Felice Centofanti

Personal information
- Date of birth: 23 May 1969 (age 57)
- Place of birth: Teramo, Abruzzo, Italy
- Height: 1.87 m (6 ft 2 in)
- Position: Left-back

Youth career
- 1984: Teramo

Senior career*
- Years: Team / Apps / (Gls)
- 1985–1986: Teramo / 2 / (0)
- 1986–1988: Verona / 1 / (0)
- 1988–1989: Jesina Calcio / 31 / (5)
- 1989–1991: Barletta / 7 / (0)
- 1990: Nola Calcio / 27 / (3)
- 1991–1992: Palermo / 28 / (8)
- 1992–1995: Ancona / 73 / (9)
- 1995–1996: Internazionale / 9 / (1)
- 1996–1997: Genoa / 34 / (5)
- 1997–1998: Ravenna / 25 / (3)
- 1997–1998: Genoa / 4 / (0)
- 1998–2000: Ravenna / 43 / (4)
- 2000–2003: Padova / 66 / (23)
- 2004: Bassano Virtus / 1 / (0)
- Total:  / 351 / (61)

= Felice Centofanti =

Italian former footballer (born 1969)

Felice Centofanti (/it/; born 23 May 1969) is an Italian former footballer who played as a left-back.

==Career==

===Football===
Centofanti was born in Teramo. In his long career, he played with many teams, including Internazionale (Inter) during the middle of his career. In Massimo Moratti's first season as owner of Inter, he signed many Italians such as Benito Carbone, Salvatore Fresi, and Maurizio Ganz, along with Centofanti himself.

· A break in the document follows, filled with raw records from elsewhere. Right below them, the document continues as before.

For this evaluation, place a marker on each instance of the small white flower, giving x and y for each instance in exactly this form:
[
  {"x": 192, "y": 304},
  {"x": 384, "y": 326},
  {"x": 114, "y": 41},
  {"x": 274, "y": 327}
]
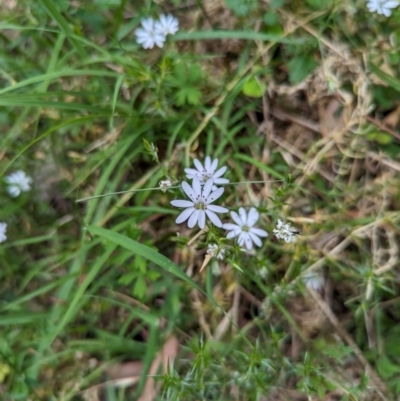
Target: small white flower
[
  {"x": 3, "y": 229},
  {"x": 199, "y": 206},
  {"x": 203, "y": 173},
  {"x": 383, "y": 7},
  {"x": 167, "y": 24},
  {"x": 314, "y": 280},
  {"x": 215, "y": 251},
  {"x": 164, "y": 185},
  {"x": 18, "y": 182},
  {"x": 147, "y": 36},
  {"x": 284, "y": 231},
  {"x": 244, "y": 228},
  {"x": 263, "y": 272}
]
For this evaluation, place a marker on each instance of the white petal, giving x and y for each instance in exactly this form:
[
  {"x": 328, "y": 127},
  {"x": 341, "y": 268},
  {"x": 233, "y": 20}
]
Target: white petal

Despite being a defender, Centofanti chose the number 9 jersey, when in 1995, the league introduced the selection of personal numbers. During Centofanti's tour of duty with Inter, he debuted in his first UEFA Cup game.

Centofanti also explored the midfield position as he saw his knack for goal scoring increase. When playing for Inter, he saw his role in the defence decrease as Alessandro Pistone began to overthrow him for the left-back position. Manager Roy Hodgson also preferred Brazilian Roberto Carlos over Centofanti.

In 2004 he concluded his career and became the director of Ancona Calcio.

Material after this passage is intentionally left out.